By Arianna Skibell, E&E News
A large coalition of Virginia residents and national advocacy groups sent a message yesterday to Dominion Energy Inc.: Abandon the Atlantic Coast pipeline.
The pushback follows Dominion CEO Thomas Farrell saying he expects the project, owned by units of Dominion and Duke Energy Corp., to be ready for business in early 2022.
“We can maintain the existing schedule and cost estimates, so long as we can take advantage of the November 2020 through March 2021 tree-felling season,” he told analysts after Dominion released its first-quarter earnings this week.
Ahead of the energy giant’s annual shareholder meeting, nearly 80 organizations launched an ad campaign and thousands of individuals signed on to two petitions urging the company to cancel the $8 billion pipeline, the nation’s most expensive.
“Dominion Energy’s stubborn push to continue building the Atlantic Coast Pipeline despite ballooning costs, legal and permitting challenges, and a seismic shift in Virginia’s energy landscape betrays its duty to shareholders,” Brennan Gilmore, executive director of the nonprofit Clean Virginia, said in a statement. “The responsible thing — for Virginians and shareholders alike — is for Dominion to shutter the project before another tree is felled.”
The pipeline has been held up for years by state, environmental and regulatory hurdles, which Farrell said he expects the pipeline to soon clear. But as a growing number of states and territories pursue aggressive clean energy goals to curb the impacts of climate change, the embattled Atlantic Coast pipeline is emblematic of a larger national question about whether investment in new natural gas infrastructure still makes sense.
In a full-page ad in the Richmond Times-Dispatch and a half-page ad in The Washington Post, the coalition says the pipeline still faces a battle, including getting eight additional permits. Its primary permit is under review by U.S. Court of Appeals for the District of Columbia Circuit, the ad states.
“New legislation and legal challenges have rendered the completion of the Atlantic Coast Pipeline unrealistic,” the ad says. “It’s time Dominion Energy walks away from the project for good.”
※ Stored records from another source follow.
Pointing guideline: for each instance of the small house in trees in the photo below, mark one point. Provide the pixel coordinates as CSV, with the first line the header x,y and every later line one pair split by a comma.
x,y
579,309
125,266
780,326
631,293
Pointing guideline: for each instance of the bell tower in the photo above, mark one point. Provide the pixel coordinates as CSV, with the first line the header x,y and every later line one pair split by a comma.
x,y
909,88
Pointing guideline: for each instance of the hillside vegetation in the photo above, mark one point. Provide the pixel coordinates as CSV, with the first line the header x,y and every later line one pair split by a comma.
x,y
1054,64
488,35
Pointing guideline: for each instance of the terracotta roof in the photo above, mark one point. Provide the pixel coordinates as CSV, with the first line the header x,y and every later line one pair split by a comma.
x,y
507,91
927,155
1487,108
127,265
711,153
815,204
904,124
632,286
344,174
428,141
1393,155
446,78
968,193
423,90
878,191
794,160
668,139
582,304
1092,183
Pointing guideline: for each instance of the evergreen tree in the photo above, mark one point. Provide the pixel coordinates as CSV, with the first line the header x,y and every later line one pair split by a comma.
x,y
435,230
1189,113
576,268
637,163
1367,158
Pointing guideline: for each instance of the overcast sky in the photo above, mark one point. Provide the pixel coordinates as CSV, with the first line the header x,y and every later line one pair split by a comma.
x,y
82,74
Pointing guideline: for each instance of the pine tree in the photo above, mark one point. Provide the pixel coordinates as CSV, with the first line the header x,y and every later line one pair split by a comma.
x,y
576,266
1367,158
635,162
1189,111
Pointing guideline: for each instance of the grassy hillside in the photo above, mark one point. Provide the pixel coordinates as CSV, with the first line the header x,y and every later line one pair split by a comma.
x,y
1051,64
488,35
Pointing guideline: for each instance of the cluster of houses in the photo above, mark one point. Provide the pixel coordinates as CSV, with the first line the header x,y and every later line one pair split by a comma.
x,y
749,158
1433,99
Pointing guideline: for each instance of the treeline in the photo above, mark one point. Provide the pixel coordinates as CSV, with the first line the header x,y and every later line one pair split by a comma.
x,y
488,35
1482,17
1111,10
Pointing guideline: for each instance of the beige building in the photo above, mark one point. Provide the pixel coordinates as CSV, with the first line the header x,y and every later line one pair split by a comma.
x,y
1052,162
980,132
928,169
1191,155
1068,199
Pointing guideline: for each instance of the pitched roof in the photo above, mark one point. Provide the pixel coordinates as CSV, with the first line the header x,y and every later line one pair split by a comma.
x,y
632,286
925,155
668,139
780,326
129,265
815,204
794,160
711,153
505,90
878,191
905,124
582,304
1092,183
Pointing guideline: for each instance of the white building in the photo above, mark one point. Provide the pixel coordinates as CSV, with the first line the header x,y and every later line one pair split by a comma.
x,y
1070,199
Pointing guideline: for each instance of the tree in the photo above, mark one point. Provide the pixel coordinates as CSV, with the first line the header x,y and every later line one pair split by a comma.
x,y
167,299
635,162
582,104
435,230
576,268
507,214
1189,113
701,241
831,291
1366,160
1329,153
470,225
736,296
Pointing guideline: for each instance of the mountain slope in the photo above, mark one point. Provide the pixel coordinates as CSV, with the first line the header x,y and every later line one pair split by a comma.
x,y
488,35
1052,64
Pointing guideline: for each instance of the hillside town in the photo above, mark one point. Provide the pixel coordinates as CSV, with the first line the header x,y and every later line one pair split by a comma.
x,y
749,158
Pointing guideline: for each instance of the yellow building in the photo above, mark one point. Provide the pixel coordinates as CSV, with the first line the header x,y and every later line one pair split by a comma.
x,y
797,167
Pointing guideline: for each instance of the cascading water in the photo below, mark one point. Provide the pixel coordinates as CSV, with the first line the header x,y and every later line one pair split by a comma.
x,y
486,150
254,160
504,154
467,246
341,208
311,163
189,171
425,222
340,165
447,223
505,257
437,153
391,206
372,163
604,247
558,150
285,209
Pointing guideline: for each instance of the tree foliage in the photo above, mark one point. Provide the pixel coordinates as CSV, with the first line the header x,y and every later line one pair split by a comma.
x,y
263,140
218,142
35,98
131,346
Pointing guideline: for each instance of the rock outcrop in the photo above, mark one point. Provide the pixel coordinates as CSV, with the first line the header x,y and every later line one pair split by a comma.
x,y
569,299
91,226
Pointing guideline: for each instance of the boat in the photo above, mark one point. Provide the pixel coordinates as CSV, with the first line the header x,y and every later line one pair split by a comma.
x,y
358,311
The coalition includes the Alliance for Affordable Energy, the Chesapeake Climate Action Network, the Hip Hop Caucus, the Indigenous Environmental Network, the Virginia League of Conservation Voters, 350.org and others.
Separately, 2,200 Virginia residents urged Farrell in a petition to walk away from the pipeline for the financial health of his company. Another petition, which received 1,800 signatures, targeted Dominion shareholders and argued that the pipeline “no longer makes economic sense, even based on Dominion Energy’s own logic” and that “continuing to pursue this project is fiscally irresponsible.”
Dominion spokeswoman Ann Nallo said the company disagrees with the coalition’s message, “as do tens of thousands of others across the region.”
“As Dominion Energy and Duke Energy have made clear in recent days, natural gas will continue to play a critical role in our company plans for reaching net zero in the coming decades. One of the main purposes of the ACP is to move our region from coal to cleaner natural gas and renewables,” she said in an email. “The project will bring many environmental and economic benefits to the region and we are completely committed to its completion.”
Atlantic Coast, which is slated to run from West Virginia east through Virginia and into North Carolina, was announced in the fall of 2014, with an estimated price tag of $4.5 billion.
The Federal Energy Regulatory Commission approved the project in 2017, and in the ensuing years the cost has ballooned to $8 billion. The cost increase — in combination with other holdups like complicated lawsuits and construction delays — has led financial analysts to downgrade the pipeline as an investment.
In March, Gov. Ralph Northam (D) enacted the sweeping Clean Economy Act, Virginia’s landmark clean energy law, which would require Dominion to reach net-zero emissions by 2045, further casting doubt on the necessity of the proposed 600-mile-long gas line.
Additionally, the Virginia General Assembly pushed through a measure that requires a utility to prove new infrastructure is necessary for reliability and is the least-cost way to meet electricity demands before it can recoup the costs from its captive ratepayers. With the state headed toward renewable integration, the law could spell additional trouble for the project (Energywire, April 24).
In Dominion’s recent blueprint for its energy future, the company made no mention of the pipeline. A spokesperson said the pipeline will be addressed in the utility’s upcoming fuel cost review (Energywire, May 5).